Sparsely populated Hua Phan province is a sea of misty mountains, dotted with isolated bowl-like valleys. The country’s northeasternmost province, it’s also one of the most spectacularly beautiful provinces in all of Laos, with some of the north’s highest mountains, a large number of diverse ethnic groups, extensive forest cover and one of Laos’s largest NBCAs. There are also enough caves, waterfalls and limestone karst scenery to give Vang Vieng hoteliers sleepless nights: you only need to drive the road in from Nam Neun to realize what amazing tourist potential Hua Phan has. The problem of course is infrastructure – though roads are now greatly improved, there are still very few of them, and unless they’re travelling through to or from Vietnam, very few travellers make the effort to see the area.

The difficult terrain and the province’s proximity to Vietnam made Hua Phan the perfect headquarters for the Pathet Lao, who operated out of the caves that honeycomb the karst formations in Vieng Xai for the better part of their Thirty Year Struggle. Along with Phongsali, Hua Phan was set aside as a regroupment area for the communist forces under the Geneva Agreements of 1954. While the province formed the backbone of the Pathet Lao’s liberated zone, not all of Hua Phan was under communist control: for years, the 1786m mountain peak of Phou Pha Thi was crowned by a “blind bombing” device to guide air raids on Hanoi.

The real muscle behind the Pathet Lao during the war, Vietnam, retains much political and economic control over Hua Phan, and a steady flow of Vietnamese goods, electricity, merchants and construction workers arrives in the Lao province via three border points – one of which is open to foreign travellers.

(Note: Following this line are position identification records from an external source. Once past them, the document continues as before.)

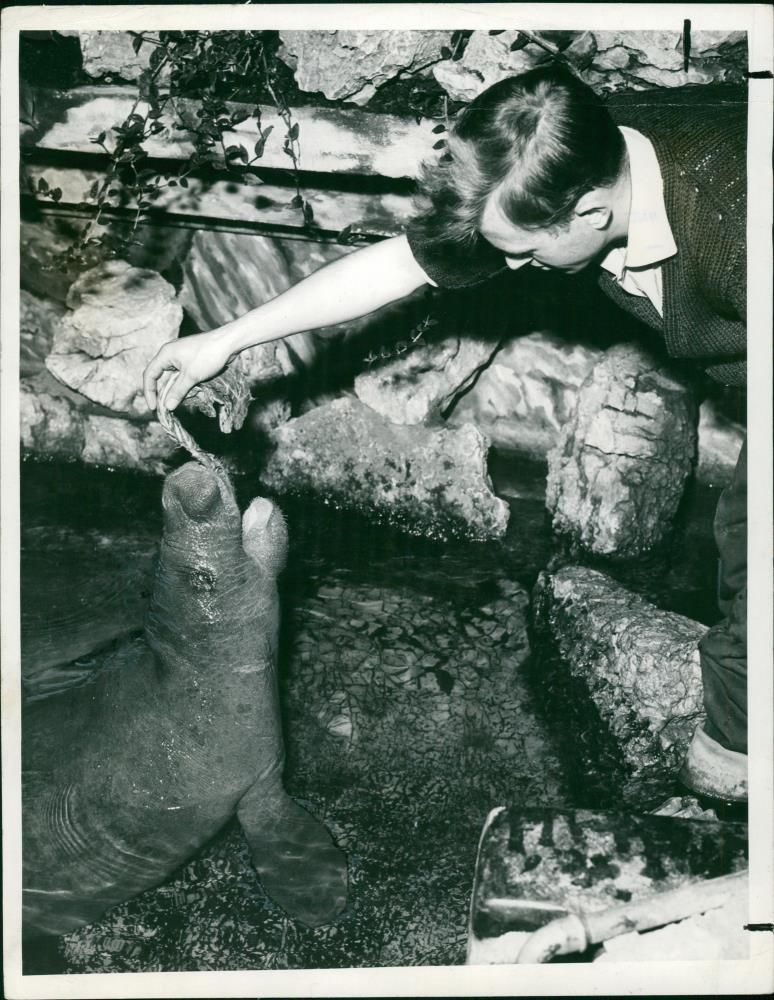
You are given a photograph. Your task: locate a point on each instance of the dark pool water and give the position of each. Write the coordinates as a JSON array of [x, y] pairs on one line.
[[411, 708]]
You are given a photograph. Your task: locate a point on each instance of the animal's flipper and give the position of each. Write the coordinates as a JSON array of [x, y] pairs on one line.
[[299, 865]]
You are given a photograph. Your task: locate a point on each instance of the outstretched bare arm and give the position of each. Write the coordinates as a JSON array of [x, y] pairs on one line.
[[346, 289]]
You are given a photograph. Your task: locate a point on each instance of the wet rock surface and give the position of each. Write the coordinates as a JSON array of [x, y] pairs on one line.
[[426, 480], [617, 474], [419, 387], [38, 321], [56, 422], [120, 317], [528, 392], [536, 865], [639, 666]]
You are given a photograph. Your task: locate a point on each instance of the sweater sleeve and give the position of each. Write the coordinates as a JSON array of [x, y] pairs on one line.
[[451, 266]]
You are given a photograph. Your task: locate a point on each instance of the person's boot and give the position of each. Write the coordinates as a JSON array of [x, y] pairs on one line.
[[711, 770]]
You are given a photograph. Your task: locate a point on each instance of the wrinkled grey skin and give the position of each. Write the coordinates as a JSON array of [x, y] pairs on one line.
[[125, 778]]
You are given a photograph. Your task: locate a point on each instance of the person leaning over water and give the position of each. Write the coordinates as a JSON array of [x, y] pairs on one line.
[[649, 188]]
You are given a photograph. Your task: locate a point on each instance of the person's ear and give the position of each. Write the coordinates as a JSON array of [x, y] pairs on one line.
[[595, 210]]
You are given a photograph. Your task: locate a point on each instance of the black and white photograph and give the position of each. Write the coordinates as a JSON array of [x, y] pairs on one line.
[[377, 409]]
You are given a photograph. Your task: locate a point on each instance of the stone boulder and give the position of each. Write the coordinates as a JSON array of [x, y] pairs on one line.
[[38, 321], [120, 317], [428, 481], [57, 423], [720, 441], [111, 54], [617, 474], [641, 59], [486, 60], [418, 386], [351, 65], [639, 664], [527, 393]]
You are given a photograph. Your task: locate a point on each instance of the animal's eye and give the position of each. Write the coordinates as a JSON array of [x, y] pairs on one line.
[[203, 578]]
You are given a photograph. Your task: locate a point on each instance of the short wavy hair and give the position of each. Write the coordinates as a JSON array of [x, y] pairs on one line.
[[537, 141]]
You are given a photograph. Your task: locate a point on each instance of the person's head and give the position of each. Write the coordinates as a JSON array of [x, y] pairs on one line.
[[535, 165]]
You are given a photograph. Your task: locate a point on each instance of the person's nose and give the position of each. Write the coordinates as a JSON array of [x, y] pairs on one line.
[[514, 263]]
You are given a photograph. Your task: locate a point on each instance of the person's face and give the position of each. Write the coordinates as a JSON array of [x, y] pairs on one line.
[[568, 249]]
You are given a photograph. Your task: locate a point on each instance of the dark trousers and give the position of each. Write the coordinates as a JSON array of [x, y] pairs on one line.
[[724, 647]]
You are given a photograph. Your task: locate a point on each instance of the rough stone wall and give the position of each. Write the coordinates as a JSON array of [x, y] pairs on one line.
[[351, 66]]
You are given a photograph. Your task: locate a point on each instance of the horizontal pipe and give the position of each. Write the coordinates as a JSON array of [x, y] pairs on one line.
[[576, 932], [175, 220]]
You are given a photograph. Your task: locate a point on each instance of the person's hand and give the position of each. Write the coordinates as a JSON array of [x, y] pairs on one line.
[[190, 360]]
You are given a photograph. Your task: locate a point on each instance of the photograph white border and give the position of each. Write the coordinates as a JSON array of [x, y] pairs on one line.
[[709, 977]]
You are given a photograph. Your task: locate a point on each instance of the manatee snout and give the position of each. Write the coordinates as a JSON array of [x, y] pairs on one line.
[[194, 493]]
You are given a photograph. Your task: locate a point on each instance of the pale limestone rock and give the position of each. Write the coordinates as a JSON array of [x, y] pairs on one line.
[[57, 423], [110, 53], [120, 317], [528, 392], [639, 60], [49, 425], [351, 65], [640, 665], [719, 933], [113, 441], [430, 481], [38, 320], [486, 60], [418, 386], [720, 441], [616, 476]]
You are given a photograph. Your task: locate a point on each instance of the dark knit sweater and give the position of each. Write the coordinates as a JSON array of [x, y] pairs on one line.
[[699, 135]]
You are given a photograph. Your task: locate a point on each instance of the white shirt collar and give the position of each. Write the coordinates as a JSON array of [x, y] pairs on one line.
[[649, 239]]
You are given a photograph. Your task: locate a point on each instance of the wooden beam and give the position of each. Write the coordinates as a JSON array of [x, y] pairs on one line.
[[249, 201], [332, 140]]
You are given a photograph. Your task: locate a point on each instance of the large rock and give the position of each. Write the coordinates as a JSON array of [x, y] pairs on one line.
[[56, 423], [486, 60], [616, 477], [350, 65], [720, 441], [111, 54], [423, 480], [527, 393], [120, 317], [418, 386], [641, 59], [38, 320], [639, 664]]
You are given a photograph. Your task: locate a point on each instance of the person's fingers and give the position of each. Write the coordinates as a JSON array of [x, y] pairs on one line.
[[156, 366], [175, 390]]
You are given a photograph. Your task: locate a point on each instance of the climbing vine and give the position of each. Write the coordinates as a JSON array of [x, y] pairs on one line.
[[210, 70]]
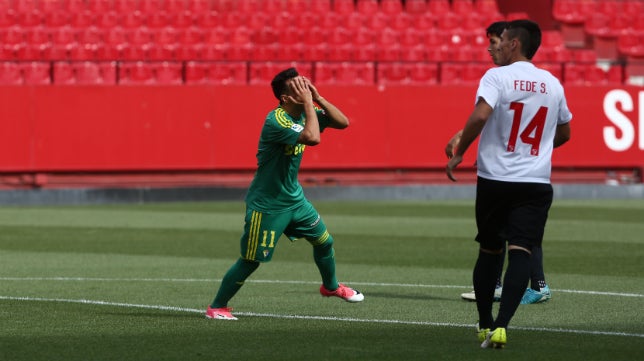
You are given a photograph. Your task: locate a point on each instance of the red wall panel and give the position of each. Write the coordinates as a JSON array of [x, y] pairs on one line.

Travelling beyond Sam Neua town is a more attractive option than it used to be now that the Na Meo border crossing gives overland access to Thanh Hoa province in Vietnam. Regular buses from Sam Neua travel up to the border, though you’ll need to already have a Vietnamese visa in order to make the crossing.

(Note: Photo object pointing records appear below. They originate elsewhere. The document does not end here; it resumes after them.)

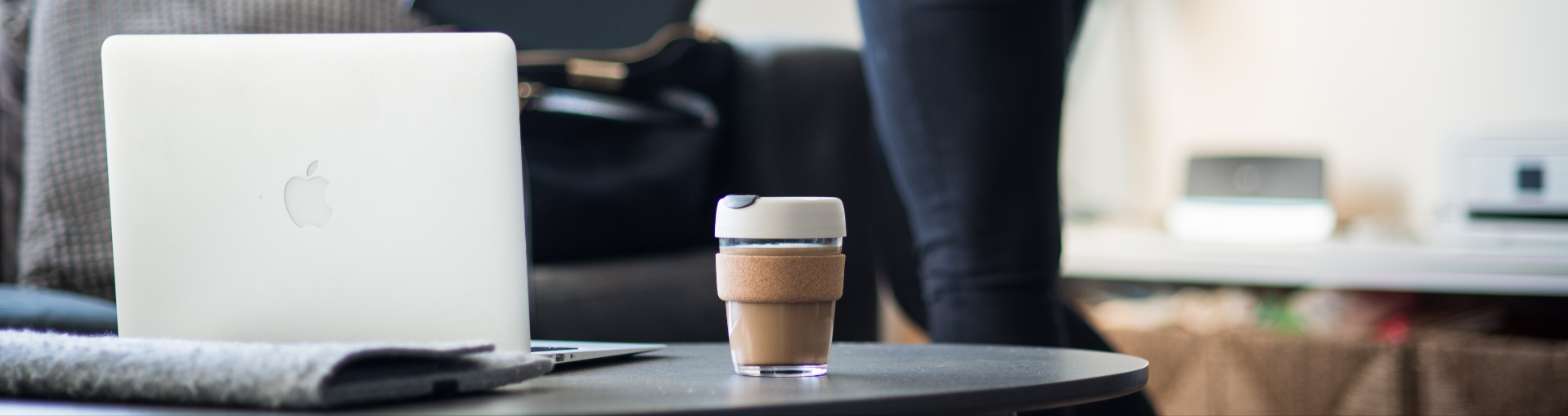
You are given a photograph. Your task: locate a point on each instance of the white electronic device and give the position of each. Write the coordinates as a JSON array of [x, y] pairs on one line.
[[319, 188], [1251, 200]]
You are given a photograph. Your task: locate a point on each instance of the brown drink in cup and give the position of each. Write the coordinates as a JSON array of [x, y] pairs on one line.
[[780, 272]]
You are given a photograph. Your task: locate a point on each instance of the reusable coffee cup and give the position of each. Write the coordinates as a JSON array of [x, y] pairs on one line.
[[780, 274]]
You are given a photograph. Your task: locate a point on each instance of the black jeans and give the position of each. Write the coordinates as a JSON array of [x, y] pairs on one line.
[[968, 104]]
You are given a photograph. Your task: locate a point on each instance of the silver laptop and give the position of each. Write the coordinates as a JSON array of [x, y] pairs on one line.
[[321, 188]]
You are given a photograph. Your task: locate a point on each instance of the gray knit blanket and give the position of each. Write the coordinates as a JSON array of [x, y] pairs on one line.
[[251, 374]]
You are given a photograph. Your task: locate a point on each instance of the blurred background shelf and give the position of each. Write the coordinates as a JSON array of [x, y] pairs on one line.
[[1148, 255]]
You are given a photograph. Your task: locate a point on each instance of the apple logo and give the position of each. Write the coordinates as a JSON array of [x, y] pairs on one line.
[[306, 199]]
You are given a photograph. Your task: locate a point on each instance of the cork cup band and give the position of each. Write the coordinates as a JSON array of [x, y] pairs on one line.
[[780, 279]]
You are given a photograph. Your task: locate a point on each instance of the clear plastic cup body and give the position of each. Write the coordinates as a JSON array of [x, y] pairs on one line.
[[780, 340]]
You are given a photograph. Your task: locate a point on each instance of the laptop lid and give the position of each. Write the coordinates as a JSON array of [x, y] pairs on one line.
[[317, 186]]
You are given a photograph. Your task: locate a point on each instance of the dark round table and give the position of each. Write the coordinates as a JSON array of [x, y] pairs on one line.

Hua Phan is predominantly populated by various Tai groups – Red, Black, Neua and White – and, in the towns, migrants from Vietnam and China. With more than twenty ethnic groups in the mix, it’s perhaps not surprising that even residents from neighbouring Xieng Khuang complain about the difficulty of understanding Hua Phan dialect. During the centuries before French rule, the area was part of a Black Tai principality, known as the Sipsong Chao Tai, which spanned the present-day Lao–Vietnamese border. The principality fell under the sway of the lowland Lao kingdoms of Luang Prabang, Xieng Khuang and Vientiane and under the control of the greater powers that in turn controlled them – Siam and Vietnam. Stone pillars (known as Suan Hin), located several kilometres off Route 6 near Houa Muang, suggest that the area was a hub of some forgotten culture long before Tai–Lao and Vietnamese rulers squabbled over this region.